The United States has said that it remains focused long-term on the Indo-Pacific region despite concerns over Russian aggression toward Ukraine.

  • This highlights the importance of the region and the role that India has to play with regard to ensuring security of the region.
  • The idea of the Indo-Pacific as a single strategic space is an outgrowth of China’s growing influence in the Indian Ocean region.
  • It signifies the interconnectedness of the Indian and Pacific Oceans, the importance of the oceans to security and commerce.
  • The Indo-Pacific is the fastest growing region in the world, accounting for two-thirds of global economic growth over the past five years and home to half the world’s population.
  • Peace here is important in Maintaining regional stability.
  • China’s increasingly active presence in the Indian Ocean region as well as its efforts to expand geopolitical reach in Asia and beyond by the use of trade and military are posing challenges in the region.
  • Hence, coordination among Quad countries is necessary.
  • For adhering to freedom of navigation, adherence to rules-based order and stable trade environment, peace in Indo Pacific region is important.

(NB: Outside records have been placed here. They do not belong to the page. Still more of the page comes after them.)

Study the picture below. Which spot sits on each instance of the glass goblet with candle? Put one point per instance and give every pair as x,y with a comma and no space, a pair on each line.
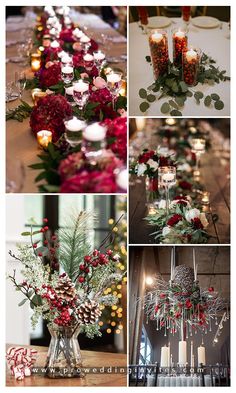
167,180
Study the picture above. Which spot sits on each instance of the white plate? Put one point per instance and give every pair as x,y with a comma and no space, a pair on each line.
205,22
159,22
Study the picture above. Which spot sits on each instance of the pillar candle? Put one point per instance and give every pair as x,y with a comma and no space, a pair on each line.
182,352
201,353
164,356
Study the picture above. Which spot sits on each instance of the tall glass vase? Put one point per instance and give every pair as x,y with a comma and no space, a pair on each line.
64,356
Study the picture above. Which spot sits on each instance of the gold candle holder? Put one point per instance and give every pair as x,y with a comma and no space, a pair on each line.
44,137
35,62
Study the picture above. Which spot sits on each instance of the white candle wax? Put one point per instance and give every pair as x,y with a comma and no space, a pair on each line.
69,90
168,177
75,124
88,57
201,353
157,37
85,39
67,70
164,356
121,179
95,132
182,352
113,78
179,34
99,55
55,44
81,86
191,55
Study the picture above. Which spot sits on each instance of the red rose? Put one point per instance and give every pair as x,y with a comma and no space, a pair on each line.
174,220
50,76
49,115
196,222
185,185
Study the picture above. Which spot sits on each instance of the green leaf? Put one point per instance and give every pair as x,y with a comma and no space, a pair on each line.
174,112
151,98
22,302
142,93
215,97
144,106
207,101
219,105
165,108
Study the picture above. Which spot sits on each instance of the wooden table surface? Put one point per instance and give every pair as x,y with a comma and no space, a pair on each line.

  • For free sea and air lanes, connectivity and upholding international rules and norms.
  • The Indo-Pacific, as described in the National security strategy, represents the most populous and economically dynamic part of the world and stretches from the west coast of India to the western shores of the United States.
  • India has always been a country with great national ambitions and is one of the most important advocates of the concept of “Indo-Pacific Strategy”.
  • With opening of economy, India has been connecting with its Indian Ocean neighbours and major maritime powers of the world.